A liderança da Bahia nas exportações nordestinas continua com folga e o estado representa sozinho mais de 50% de todas as vendas externas da região. Mas, segundo o Promo, a alta dos preços é o fator que vem sustentando o crescimento, já que o volume físico é declinante (-2,6%), em função, principalmente, da valorização cambial.

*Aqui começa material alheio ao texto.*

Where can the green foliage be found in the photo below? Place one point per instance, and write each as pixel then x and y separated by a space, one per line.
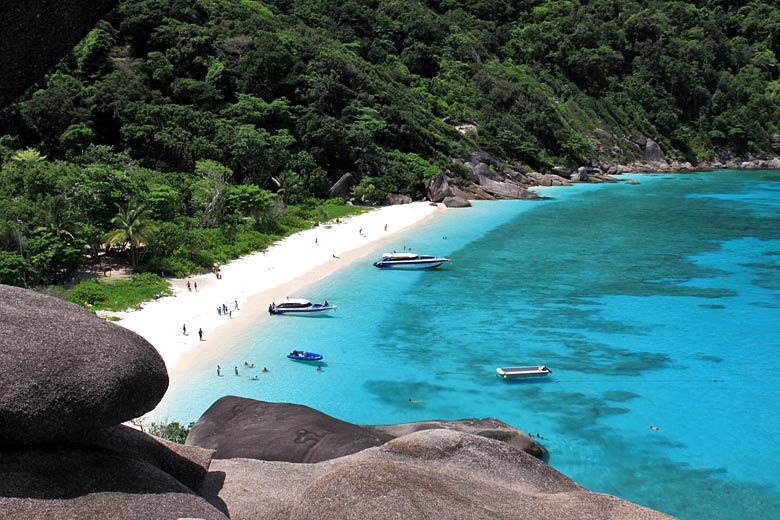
pixel 119 294
pixel 217 115
pixel 172 431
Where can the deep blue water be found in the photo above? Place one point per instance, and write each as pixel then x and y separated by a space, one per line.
pixel 654 305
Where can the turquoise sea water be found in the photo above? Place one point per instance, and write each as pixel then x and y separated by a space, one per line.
pixel 654 305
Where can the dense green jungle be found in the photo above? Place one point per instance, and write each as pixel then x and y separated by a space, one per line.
pixel 180 133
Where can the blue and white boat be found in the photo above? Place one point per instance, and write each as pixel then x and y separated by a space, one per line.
pixel 523 372
pixel 409 261
pixel 302 355
pixel 300 307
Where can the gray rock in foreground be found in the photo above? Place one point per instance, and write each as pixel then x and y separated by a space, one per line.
pixel 74 483
pixel 239 427
pixel 438 474
pixel 488 428
pixel 187 464
pixel 66 372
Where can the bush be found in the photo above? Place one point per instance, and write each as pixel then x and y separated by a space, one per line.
pixel 89 294
pixel 172 431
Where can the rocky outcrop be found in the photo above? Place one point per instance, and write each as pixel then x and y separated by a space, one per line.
pixel 488 428
pixel 68 380
pixel 34 36
pixel 427 474
pixel 341 189
pixel 239 427
pixel 66 372
pixel 306 464
pixel 89 482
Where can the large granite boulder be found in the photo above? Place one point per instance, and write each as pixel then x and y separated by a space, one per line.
pixel 66 372
pixel 342 187
pixel 437 473
pixel 35 35
pixel 239 427
pixel 438 188
pixel 488 428
pixel 79 483
pixel 187 464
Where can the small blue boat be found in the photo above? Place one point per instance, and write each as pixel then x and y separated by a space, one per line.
pixel 302 355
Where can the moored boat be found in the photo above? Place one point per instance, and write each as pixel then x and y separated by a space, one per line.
pixel 523 372
pixel 302 355
pixel 409 261
pixel 299 307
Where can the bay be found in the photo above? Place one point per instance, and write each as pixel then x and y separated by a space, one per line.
pixel 657 306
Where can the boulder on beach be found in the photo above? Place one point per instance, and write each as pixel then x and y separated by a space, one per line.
pixel 239 427
pixel 437 473
pixel 488 428
pixel 187 464
pixel 67 372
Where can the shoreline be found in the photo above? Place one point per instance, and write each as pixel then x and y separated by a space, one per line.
pixel 249 283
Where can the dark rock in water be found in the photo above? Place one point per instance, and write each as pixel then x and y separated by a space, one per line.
pixel 72 483
pixel 34 36
pixel 438 474
pixel 239 427
pixel 187 464
pixel 66 372
pixel 394 199
pixel 488 428
pixel 456 202
pixel 342 187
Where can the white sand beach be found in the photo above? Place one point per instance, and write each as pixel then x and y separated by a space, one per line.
pixel 248 284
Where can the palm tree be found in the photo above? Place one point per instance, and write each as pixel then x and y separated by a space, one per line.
pixel 54 218
pixel 133 229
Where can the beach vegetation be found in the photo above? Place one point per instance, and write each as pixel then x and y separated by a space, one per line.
pixel 180 137
pixel 170 431
pixel 118 294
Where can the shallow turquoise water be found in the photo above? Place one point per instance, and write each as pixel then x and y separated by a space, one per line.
pixel 654 305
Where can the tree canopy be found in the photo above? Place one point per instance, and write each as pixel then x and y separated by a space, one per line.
pixel 209 111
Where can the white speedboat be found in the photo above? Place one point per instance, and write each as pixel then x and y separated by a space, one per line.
pixel 409 261
pixel 523 372
pixel 299 307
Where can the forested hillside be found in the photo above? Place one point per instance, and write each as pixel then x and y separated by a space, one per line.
pixel 197 120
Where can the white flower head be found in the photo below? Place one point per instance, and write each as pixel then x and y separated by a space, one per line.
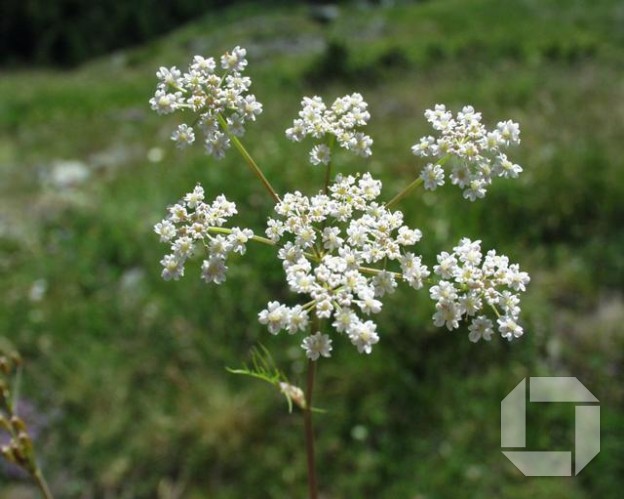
pixel 472 154
pixel 317 345
pixel 221 103
pixel 469 281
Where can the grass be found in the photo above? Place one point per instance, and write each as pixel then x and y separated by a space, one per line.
pixel 129 371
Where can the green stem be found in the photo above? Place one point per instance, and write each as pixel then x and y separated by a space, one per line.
pixel 225 230
pixel 404 192
pixel 42 484
pixel 309 432
pixel 331 142
pixel 248 159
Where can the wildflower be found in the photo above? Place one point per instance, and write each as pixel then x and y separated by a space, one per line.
pixel 192 225
pixel 221 103
pixel 340 121
pixel 468 281
pixel 330 245
pixel 317 345
pixel 474 154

O superintendente do Centro de Negócios, Ricardo Saback, acredita que medidas e políticas que aumentem a competitividade, como redução de impostos e dos juros, além de melhoria da infra-estrutura, podem prolongar o fôlego exportador.
Os melhores desempenhos registrados no acumulado dos primeiros oito meses foram registrados pelos catodos de cobre, com US$440,2 milhões e incremento de 92,5%; a celulose, com US$480 milhões e alta de 17%; o benzeno, com US$133 milhões e aumento de 56,5%, e os pneus, cujo segmento somou US$134 milhões e um crescimento de nada menos que 250%. Entre os produtos básicos, o farelo de soja somou vendas de US$139,3 milhões e incremento de 78,8%; enquanto a soja em grão totalizou US$138,2 milhões e alta de 99,3%.
Os maiores mercados para os produtos baianos continuam sendo os Estados Unidos, com 20% de participação; a Argentina, com 12%; os Países Baixos, com 9,5%, e a China, com 8% de participação. Entre os principais fornecedores ao estado, o Chile lidera, com 21%; seguido da Argentina, com 13%; EUA, com 8%, e a Argélia, com 7,5%.